His father founded the family business, initially as a manufacturer of sewing machines, and later diversified into bicycle manufacturing. His mother hailed from a peasant family from Dornholzhausen in Rhineland-Palatinate. In 1869, his maternal grandfather, Friedrich Scheller won 100,000 Talers (equivalent to $3–4 million in 2025), which he split equally among his nine children. This helped the Opels to purchase new manufacturing machinery.

Opel studied engineering at Technische Hochschule Darmstadt and received his doctorate in 1912 from the university.

== Career ==
After Adam's death in 1895, control of the company passed to his wife and five sons. In 1898, Wilhelm and his brother Fritz brought Opel into the automobile industry with the purchase of the small Lutzmann automobile factory at Dessau.

== Personal life ==
On 14 September 1897, Opel married Charlotte Luisa Lina Bade, a daughter of Hermann Bade and Minna Bade (née König), of Hildesheim, Lower Saxony. They had three children;

- Friedrich Adam Opel, colloquially Fritz von Opel (1899–1971), married firstly to Margot Löwenstein (1902–1993), married secondly to Emma Herrán Olozaga (1913–1967), two children including Rikky von Opel (born 1947) and Marie Christine von Opel (1951–2006)
- Martha Wilhelma Opel (1904–1907), died in childbed
- Elinor Sigrid Else Opel, colloquially Eleonore von Opel (1908–2001), married Wilhelm "Willy" Josef Sachs (1896–1958), married secondly to Carlo Kirchner. She had two sons, including Gunter Sachs (1932–2011).

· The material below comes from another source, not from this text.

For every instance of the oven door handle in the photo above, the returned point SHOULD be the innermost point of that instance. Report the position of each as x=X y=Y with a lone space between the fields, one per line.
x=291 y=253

In 1917, Wilhelm and his brother Heinrich were ennobled in the Grand Duchy of Hesse. Their brother Carl was raised to the same rank the following year. Since then those lines carry the prefix von to their original family name.

In 1933, Opel joined the Nazi Party and soon became an active supporter of it, making financial contributions to the SS and being awarded the title of Patron. In January 1947, he was found guilty by a denazification court and had to pay a large fine. He died the following year.